Wiener Schnitzel
Austrian veal cutlet pounded thin, breaded with flour-egg-breadcrumbs, and shallow-fried in lard or butter until pale gold. The crumb should puff away from the meat in soft folds. Served with a slice of lemon and parsley potatoes.
Overview
Veal escalopes are pounded to 5 mm thick, dredged through flour, egg and breadcrumbs (each step distinct), then shallow-fried fast in plenty of fat until the crumb puffs into characteristic ripples.
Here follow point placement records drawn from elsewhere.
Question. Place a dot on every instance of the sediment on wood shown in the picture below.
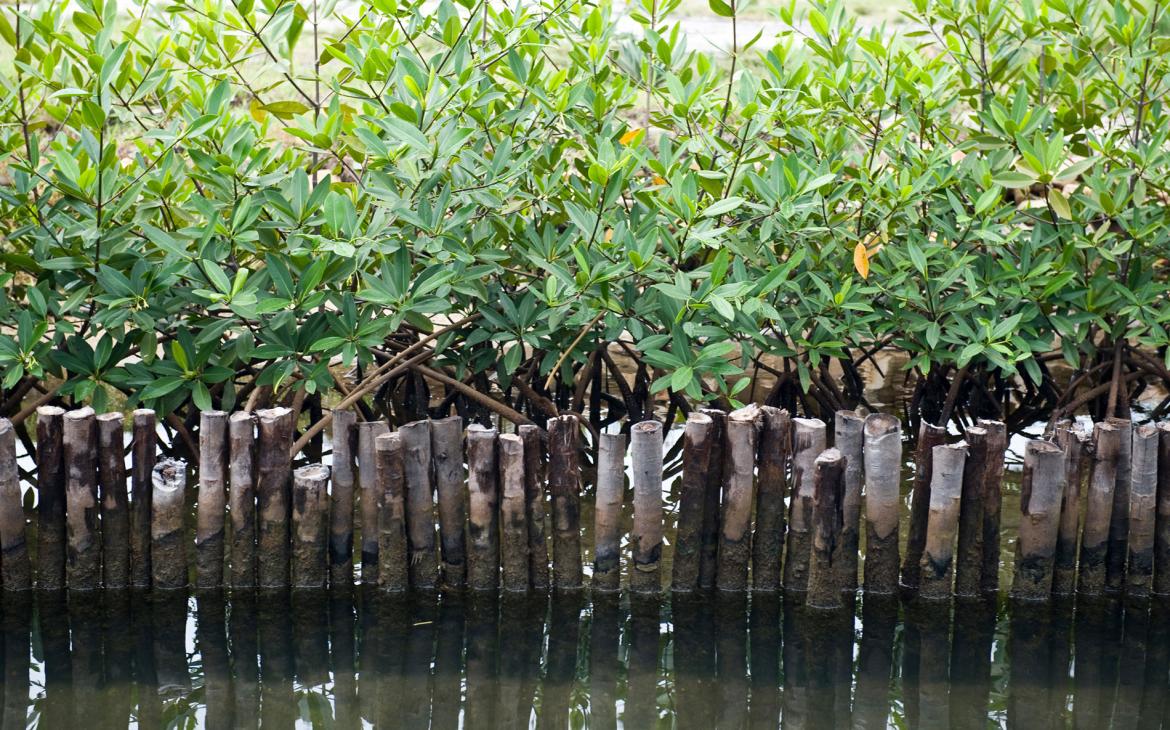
(738, 482)
(929, 436)
(483, 508)
(564, 484)
(310, 512)
(15, 569)
(274, 474)
(992, 500)
(883, 477)
(210, 505)
(807, 443)
(369, 497)
(341, 498)
(969, 562)
(611, 481)
(84, 542)
(513, 523)
(447, 452)
(420, 518)
(696, 462)
(115, 502)
(936, 571)
(1091, 577)
(1041, 490)
(390, 518)
(169, 553)
(144, 446)
(771, 491)
(827, 529)
(50, 500)
(646, 539)
(1142, 510)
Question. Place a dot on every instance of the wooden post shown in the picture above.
(169, 555)
(535, 510)
(341, 498)
(883, 479)
(738, 480)
(420, 516)
(807, 443)
(696, 463)
(84, 553)
(513, 523)
(50, 500)
(483, 508)
(848, 438)
(827, 528)
(646, 539)
(144, 448)
(242, 498)
(1142, 510)
(929, 436)
(390, 520)
(115, 504)
(771, 491)
(211, 500)
(1098, 509)
(1041, 490)
(942, 521)
(14, 566)
(274, 472)
(992, 500)
(370, 496)
(564, 483)
(1119, 518)
(447, 452)
(611, 483)
(969, 565)
(310, 512)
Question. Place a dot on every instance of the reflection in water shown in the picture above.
(336, 660)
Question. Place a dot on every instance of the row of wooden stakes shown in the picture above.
(764, 504)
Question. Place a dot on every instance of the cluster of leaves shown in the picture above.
(208, 195)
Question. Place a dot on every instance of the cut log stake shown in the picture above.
(646, 539)
(447, 452)
(611, 483)
(483, 508)
(1098, 509)
(1142, 510)
(50, 500)
(1041, 490)
(169, 553)
(807, 443)
(211, 501)
(771, 491)
(936, 570)
(115, 501)
(738, 477)
(310, 511)
(84, 553)
(883, 477)
(696, 463)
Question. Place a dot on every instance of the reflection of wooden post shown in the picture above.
(696, 462)
(738, 479)
(1142, 510)
(611, 482)
(646, 458)
(807, 443)
(936, 570)
(1098, 509)
(771, 490)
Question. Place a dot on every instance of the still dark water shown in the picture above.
(367, 660)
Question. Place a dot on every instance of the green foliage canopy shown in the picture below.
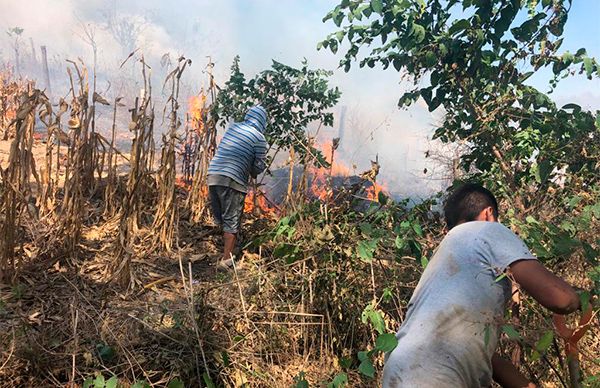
(294, 98)
(476, 56)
Lemon and parsley potatoes alongside.
Ingredients
Schnitzel
- 4 veal escalopes (about 150 g each)
- 100 g plain flour
- 3 eggs (large, beaten)
- 200 g fine breadcrumbs (ideally Semmelbrösel; or fine dried breadcrumbs)
- salt
- pepper
- 100 g Clarified Butter (Beurre Clarifié) (or 50 g butter + 50 ml vegetable oil)
To serve
- 1 lemon (cut into wedges)
- A small bunch of flat-leaf parsley
- 600 g new potatoes (boiled, tossed with butter and parsley)
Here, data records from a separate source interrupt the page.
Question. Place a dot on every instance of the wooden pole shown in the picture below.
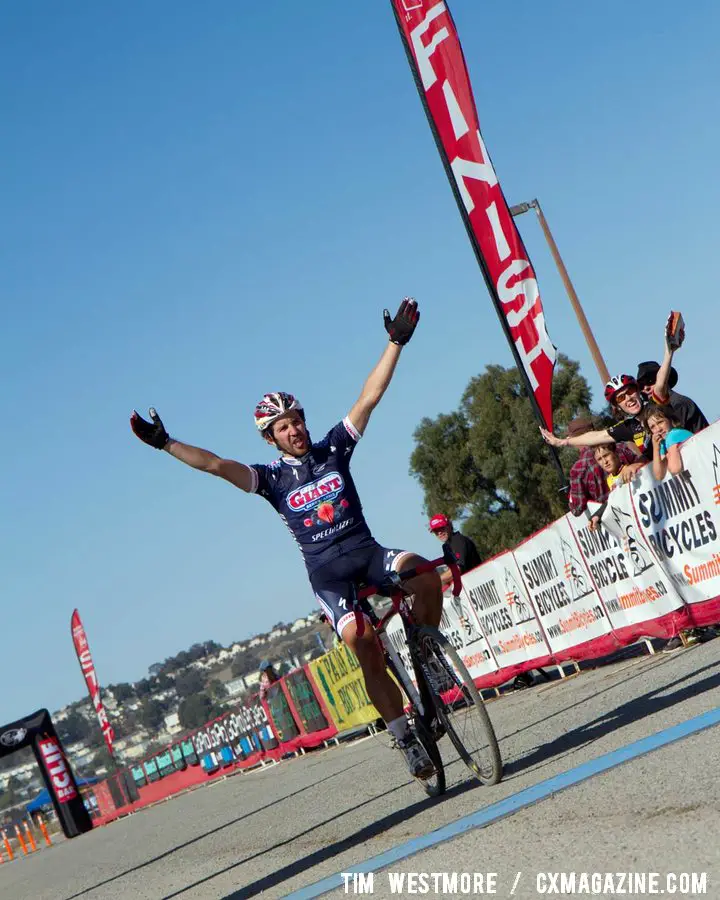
(574, 301)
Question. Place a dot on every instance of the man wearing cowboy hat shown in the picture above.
(587, 479)
(687, 412)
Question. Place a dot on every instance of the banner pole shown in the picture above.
(473, 242)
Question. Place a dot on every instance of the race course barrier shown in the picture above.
(569, 594)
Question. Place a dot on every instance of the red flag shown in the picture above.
(88, 669)
(436, 59)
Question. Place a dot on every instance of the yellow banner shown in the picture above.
(340, 681)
- Lingonberry jam (optional but traditional)
Method
Stage 1 - Pound the veal
- Place each escalope between sheets of cling film.
- Bash with a meat mallet or rolling pin to 5 mm thick. Even thickness is more important than thinness.
Stage 2 - Bread
- Set up three plates: flour seasoned with salt and white pepper, beaten egg, breadcrumbs.
- Dredge each escalope in flour (shake off excess), dip in egg, then press lightly into the breadcrumbs.
- Don't press hard; the looser coat is what allows the crumb to puff.
Stage 3 - Fry
- Heat a wide heavy pan over medium-high heat with enough clarified butter to cover the base by 5 mm.
- The fat must be hot enough that breadcrumbs sizzle on contact (about 170°C); too cool and the schnitzel absorbs fat.
- Slide one escalope into the pan; spoon hot fat over the top continuously while it cooks.
- After 1 ½-2 minutes, the underside should be pale gold. Flip; cook another 1-1 ½ minutes.
- Lift onto kitchen paper; salt immediately.
- Repeat with the others, replenishing fat as needed.
Stage 4 - Serve
- Plate each schnitzel; the crumb should be puffed and rippled, not flat.
- Serve with lemon wedges, a parsley sprig, parsley potatoes and lingonberry jam.
Notes
- Lots of hot fat: Wiener schnitzel is shallow-fried, almost deep-fried; the depth of fat is what allows the crumb to "swim" and puff.
- Spoon fat over the top: Keeps the cooking even on both sides without flipping repeatedly.
- Don't press the crumbs in: A loose coat puffs into ripples. A pressed coat goes flat and dense.
Storage
- Best the moment they're fried. Keeps 1 day refrigerated; reheat in a 180°C oven for 6 minutes (the crumb won't be quite as puffy).